Segunda-feira 16/05/2011 10:50h Sala 4 – Escola de Ciência e Tecnologia
Working Memory and the Development of Bilingual Speech
Dra. Janaina Weissheimer (Prof. DLLEM/UFRN)
Research in language acquisition has acknowledged that limitations in individuals’ working memory capacity may be seen as a possible independent constraint to the process involved in using and acquiring a second language. One possibility is that working memory capacity is task-specific, i.e. it varies according to the efficiency in the processes specific to the task with which working memory capacity is being correlated. This presentation reports a study which investigated the relationship between working memory capacity and bilingual speech production and development. Learners of English as a second language (L2) were submitted to a working memory test (an adaptation of Daneman’s 1991 speaking span test) and a speech generation task in two data collection phases, with a twelve-week interval between them.

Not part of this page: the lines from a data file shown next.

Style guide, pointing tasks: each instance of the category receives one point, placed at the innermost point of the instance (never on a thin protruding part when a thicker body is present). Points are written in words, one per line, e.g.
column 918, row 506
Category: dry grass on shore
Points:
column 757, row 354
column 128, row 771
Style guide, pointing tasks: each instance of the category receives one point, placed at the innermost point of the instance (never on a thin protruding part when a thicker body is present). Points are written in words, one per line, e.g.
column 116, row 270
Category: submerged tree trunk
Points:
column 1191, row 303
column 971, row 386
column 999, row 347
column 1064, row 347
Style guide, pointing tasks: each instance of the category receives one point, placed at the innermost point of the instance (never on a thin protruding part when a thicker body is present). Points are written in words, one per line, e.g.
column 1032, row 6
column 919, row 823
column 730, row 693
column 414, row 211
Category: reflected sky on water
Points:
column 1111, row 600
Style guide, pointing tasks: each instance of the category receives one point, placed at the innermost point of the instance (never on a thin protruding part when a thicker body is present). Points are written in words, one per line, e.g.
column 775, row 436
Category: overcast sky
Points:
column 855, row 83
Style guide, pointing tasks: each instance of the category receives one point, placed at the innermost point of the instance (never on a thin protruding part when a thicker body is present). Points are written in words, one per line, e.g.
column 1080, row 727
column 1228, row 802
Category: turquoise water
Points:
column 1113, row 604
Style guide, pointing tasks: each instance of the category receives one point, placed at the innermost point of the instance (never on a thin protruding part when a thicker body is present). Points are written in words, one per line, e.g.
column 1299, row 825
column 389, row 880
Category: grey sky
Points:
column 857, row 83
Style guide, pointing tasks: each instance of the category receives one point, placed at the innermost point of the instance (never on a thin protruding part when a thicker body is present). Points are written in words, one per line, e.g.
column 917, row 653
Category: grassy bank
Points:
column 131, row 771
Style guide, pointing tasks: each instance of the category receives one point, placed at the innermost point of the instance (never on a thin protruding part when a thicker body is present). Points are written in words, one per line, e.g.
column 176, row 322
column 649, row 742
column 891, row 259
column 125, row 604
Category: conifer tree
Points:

Participants’ speaking samples were analyzed in terms of fluency, accuracy, complexity, and weighted lexical density. Significant correlations were found between span scores and measures of L2 fluency, accuracy and complexity. The results also show that lower span participants had a statistically significant improvement in working memory scores over trials. Our discussion sheds light on the debate over the task-specific versus domain-free view of working memory limitations and on the developmental aspect of working memory capacity.